On December 31, 2008, at 11:45 am, I became part of the “new normal.” That was the day I was told that after seven years, my services were no longer required in the marketing department of Philadelphia-based toy and hobby product manufacturer. I was part of the first wave of layoffs that included several employees who’d been with the company for many more years than I. A second wave followed, carrying with it several higher-ups in the ranks that many would’ve considered untouchable.

For several years, I’d considered my boss (I’ll call him Richard) a friend. A work friend, to be sure, which for me was always kind of an arm’s-length affair. Extremely personal topics were never breached, but we had laughs at the expense of other in the office and he pretended to prepare me for a promotion that simply was not in the cards (or the budget). I bought into it for a while, but the company’s less-than-generous compensation and benefits philosophy made it clear that I’d advanced about far as I could. But with a family to support and a imploding national economy, I knew I was lucky to have my dead-end, low-wage “Communication Manager” salary.  So I tried to suck it up and make the best of a bad situation. Most of the people in the office were nice enough, and that made the job bearable for a while.

As time wore on, thin, neat, single, snobbish,  career-centered Dick (our relationship soured a tad in what turned out to be my final months), began to make it clear that he had absolutely no understanding of nor interest in what it was to be a parent. He talked about it a lot, and professed to “helping me be the family man I wanted to be,” but I’m pretty sure he simply had no understanding of what it was to care for someone else, to be responsible for someone who was completely dependent on you for everything. The idea of sitting through soccer games and dance recitals was completely alien. On one occasion, ol’ Dick went so far as to praise me for “suffering through” my daughter’s events, never for a moment considering I was a willing spectator. Were they Olympic-caliber athletics or Tony-winning performances? No, but the girls expected their parents, and they were fun to boot. For Dick, whose world outside of work consisted of dinner clubs, art house movies, and finding just the right chair to fit in that little nook by the front door, the thought of doing something for someone else without any payoff did not compute.
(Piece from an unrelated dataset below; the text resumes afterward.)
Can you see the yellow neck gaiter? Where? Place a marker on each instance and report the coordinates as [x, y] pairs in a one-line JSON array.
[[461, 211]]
So there it was, New Year’s Eve, fifteen minutes before our announced noon dismissal, and I get the call into the conference room. Dick, the VP of Marketing, and Eleanor, the HR Director, are agitated, starting off with lame apologies and end up giving me what sounds like the “it’s not you, it’s me” breakup line I must’ve heard a thousand times in my youth. But I can tell they’re not sorry at all.

Uncomfortable, maybe. But we all know this kind of thing is not done on the spur of the moment. Layoffs (or firings, if you prefer) take time to prepare, so those involved in planning have had plenty of time to get used to the idea. The execution is the thing now, and they look down at their hands and just want this uncomfortable moment to be over so they can get home in time to make their New Year’s Eve dinner and make fun of Dick Clark’s stroked-out countdown to 2009. To say I was in shock in an understatement, and that final fifteen minutes was spent in a blur of quiet anger while I cleared out my cubicle of seven year’s worth of personal clutter.

Before I knew it, I was on my way home, traveling north on I-95 in a light snow and getting text after text from my then 10-year-old daughter asking if I was getting out of work early for the holiday.

Oh, I was getting out early alright.